Valentina Staneva, a senior data scientist at the eScience Institute, noted the team’s dedication to preserving data privacy. “To provide security, WMLAD is stored on a server without internet access. Working with this dataset has reminded us how reliant we have become on having an internet connection in our data science workflows, and at the same time has asked us to be creative in finding workarounds in the process,” she said.
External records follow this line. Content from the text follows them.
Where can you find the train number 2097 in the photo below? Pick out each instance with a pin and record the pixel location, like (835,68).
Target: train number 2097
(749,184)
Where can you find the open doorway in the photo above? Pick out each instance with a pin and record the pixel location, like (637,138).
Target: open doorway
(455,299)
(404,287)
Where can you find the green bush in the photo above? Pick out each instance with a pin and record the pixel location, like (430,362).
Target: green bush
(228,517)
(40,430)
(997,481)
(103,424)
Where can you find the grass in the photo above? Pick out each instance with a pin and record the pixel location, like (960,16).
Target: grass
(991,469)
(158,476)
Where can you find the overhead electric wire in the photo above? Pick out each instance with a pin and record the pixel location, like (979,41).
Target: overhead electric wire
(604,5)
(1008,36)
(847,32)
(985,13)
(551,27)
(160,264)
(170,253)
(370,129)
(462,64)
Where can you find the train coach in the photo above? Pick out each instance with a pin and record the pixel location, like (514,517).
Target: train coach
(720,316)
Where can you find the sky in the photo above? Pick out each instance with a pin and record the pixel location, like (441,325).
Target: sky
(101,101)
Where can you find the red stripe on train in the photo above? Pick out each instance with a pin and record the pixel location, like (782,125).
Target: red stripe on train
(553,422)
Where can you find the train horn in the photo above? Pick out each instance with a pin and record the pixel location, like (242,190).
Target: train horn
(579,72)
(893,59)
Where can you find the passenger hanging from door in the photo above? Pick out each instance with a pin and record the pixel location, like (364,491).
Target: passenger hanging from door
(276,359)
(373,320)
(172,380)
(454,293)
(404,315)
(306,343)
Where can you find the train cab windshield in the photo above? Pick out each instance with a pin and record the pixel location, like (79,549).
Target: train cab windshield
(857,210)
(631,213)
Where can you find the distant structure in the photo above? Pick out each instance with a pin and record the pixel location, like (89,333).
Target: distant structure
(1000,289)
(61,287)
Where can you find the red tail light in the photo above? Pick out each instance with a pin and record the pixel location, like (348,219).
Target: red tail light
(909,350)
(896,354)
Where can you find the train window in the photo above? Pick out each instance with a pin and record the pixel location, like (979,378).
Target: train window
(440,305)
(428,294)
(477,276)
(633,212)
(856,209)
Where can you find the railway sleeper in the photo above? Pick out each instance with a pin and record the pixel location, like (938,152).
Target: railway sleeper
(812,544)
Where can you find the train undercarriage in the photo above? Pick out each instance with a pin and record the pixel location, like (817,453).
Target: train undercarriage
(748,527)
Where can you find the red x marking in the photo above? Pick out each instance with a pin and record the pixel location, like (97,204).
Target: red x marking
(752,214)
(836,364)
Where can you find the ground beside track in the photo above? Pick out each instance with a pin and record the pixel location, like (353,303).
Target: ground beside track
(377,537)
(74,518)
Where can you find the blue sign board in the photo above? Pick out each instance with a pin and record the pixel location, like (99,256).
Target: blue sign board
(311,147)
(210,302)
Jose M. Hernandez, a senior data scientist at the eScience Institute, said, “Working with WMLAD has greatly informed our practice around working with sensitive data responsibly while keeping the greater goals of the project in mind. As a team we understand that having IRB approval to work with such sensitive data is a privilege and that individually it is our responsibility to uphold privacy and confidentiality standards. If we do this right, this will open the door for other researchers to be able to work with this data.”

The team members are hoping their project will not only yield data about the impacts of the minimum wage ordinance, but also enable them to create documentation informing future researchers about considerations and strategies for working with this type of sensitive data. Romich hopes the project will serve as a use case that exhibits the value of conducting research with the administrative data in WMLAD.

The final DSSG presentations will take place on Wednesday, August 18th via Zoom from 1:00 to 2:30 p.m. Pacific. The event is open to the public.